Eine Abschaffung des Soli würde alle Einkommensteuerpflichtigen – abgesehen von denen in dem Einkommensbereich, in dem der Satz des Solidaritätszuschlags allmählich auf 5,5 Prozent steigt – in relativ gleichem Maße entlasten, nämlich um 5,21 Prozent der Summe aus Einkommensteuer und Solidaritätszuschlag. Die Bezieher niedriger und mittlerer Einkommen würden infolge der Abschaffung des Solidaritätszuschlags weniger entlastet, als bei gegebenem Einkommensteuerecht (wegen des starken Anstiegs der Grenzsteuersätze in den relevanten Bereichen des Einkommensteuertarifs). Die Bezieher höherer Einkommen würden stärker entlastet, als sie (wegen des schwachen Anstiegs der Grenzsteuersätze) bei unverändertem Einkommensteuerrecht belastet werden. Dies wäre insofern folgerichtig, als bei Einführung des Solidaritätszuschlags beabsichtigt gewesen war, die Bezieher höherer Einkommen stärker zur Finanzierung der deutschen Einheit heranzuziehen als die niedrigerer und mittlerer Einkommen.

Zu bedenken ist auch, dass die einkommensteuerpolitischen Maßnahmen der vergangenen Jahre die Bezieher niedriger und mittlerer Einkommen relativ stärker entlastet haben. So wurde der Grundfreibetrag mehrmals erhöht. Dies hatte eine absolut gleiche Entlastung aller Einkommensteuerpflichtigen zur Folge, also eine Entlastung, die mit steigendem Einkommen relativ abnimmt. Auch die sonstigen Änderungen des Einkommensteuertarifs hatten diesen Effekt.

Gegen die Abschaffung des Solidaritätszuschlags lässt sich einwenden, dass sie konjunkturpolitisch problematisch wäre. Die Abschaffung bedeutete nämlich für sich genommen, dass der Budgetsaldo des Staates geringer als sonst ausfiele und dass der ohnehin sehr kräftige Konjunkturaufschwung verstärkt würde.
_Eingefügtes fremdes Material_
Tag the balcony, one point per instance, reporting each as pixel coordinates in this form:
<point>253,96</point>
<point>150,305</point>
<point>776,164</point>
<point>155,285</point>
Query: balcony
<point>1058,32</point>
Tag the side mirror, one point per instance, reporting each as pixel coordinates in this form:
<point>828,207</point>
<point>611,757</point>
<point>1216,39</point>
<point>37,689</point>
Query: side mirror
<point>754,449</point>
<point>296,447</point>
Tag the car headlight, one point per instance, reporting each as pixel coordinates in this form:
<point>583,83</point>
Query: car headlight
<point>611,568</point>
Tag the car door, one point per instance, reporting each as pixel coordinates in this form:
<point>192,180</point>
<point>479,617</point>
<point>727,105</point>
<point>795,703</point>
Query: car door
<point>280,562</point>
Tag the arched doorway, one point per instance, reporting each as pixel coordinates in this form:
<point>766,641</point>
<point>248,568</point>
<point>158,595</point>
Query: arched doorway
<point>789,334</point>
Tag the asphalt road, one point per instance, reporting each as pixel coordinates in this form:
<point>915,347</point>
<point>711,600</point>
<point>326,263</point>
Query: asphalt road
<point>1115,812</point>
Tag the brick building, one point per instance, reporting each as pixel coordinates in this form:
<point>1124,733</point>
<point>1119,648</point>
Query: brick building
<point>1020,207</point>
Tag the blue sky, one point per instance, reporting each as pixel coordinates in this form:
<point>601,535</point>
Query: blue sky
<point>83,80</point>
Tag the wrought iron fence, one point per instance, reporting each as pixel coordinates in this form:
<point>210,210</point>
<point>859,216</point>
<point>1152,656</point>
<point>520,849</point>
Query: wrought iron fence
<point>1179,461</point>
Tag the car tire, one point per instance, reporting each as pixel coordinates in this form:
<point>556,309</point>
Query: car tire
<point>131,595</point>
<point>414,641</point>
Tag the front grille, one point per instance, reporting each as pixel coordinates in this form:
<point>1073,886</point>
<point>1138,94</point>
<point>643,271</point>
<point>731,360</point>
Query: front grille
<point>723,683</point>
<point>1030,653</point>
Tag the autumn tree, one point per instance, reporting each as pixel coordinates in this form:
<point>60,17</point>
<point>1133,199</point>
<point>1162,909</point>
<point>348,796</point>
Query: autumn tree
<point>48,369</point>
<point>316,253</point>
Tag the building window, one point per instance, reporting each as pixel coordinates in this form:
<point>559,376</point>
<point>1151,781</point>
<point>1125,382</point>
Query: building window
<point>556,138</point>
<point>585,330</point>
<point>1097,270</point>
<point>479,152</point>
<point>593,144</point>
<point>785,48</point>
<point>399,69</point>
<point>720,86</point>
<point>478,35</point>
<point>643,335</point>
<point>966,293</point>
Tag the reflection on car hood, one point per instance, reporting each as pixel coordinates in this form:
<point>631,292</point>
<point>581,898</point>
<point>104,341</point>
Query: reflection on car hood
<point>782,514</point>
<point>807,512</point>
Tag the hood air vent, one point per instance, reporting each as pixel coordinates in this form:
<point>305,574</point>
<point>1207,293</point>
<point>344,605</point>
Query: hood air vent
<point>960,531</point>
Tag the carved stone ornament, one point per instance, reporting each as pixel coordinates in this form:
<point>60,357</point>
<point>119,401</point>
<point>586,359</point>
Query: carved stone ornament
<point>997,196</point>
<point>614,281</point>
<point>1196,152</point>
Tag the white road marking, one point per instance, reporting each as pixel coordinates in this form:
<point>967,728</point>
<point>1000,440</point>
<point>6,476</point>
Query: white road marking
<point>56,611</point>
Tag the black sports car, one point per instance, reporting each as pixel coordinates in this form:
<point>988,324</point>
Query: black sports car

Aber: Wird der Solidaritätszuschlag im Hinblick auf diese Konsequenz nicht abgeschafft, dann gibt es wohl Mehrausgaben, die konjunkturell expansiv wirken. Die Erfahrung zeigt: „Kasse macht sinnlich!“ Das Argument, die Abschaffung des Solidaritätszuschlags sei aus konjunkturpolitischer Sicht nicht zu empfehlen, zieht also nicht.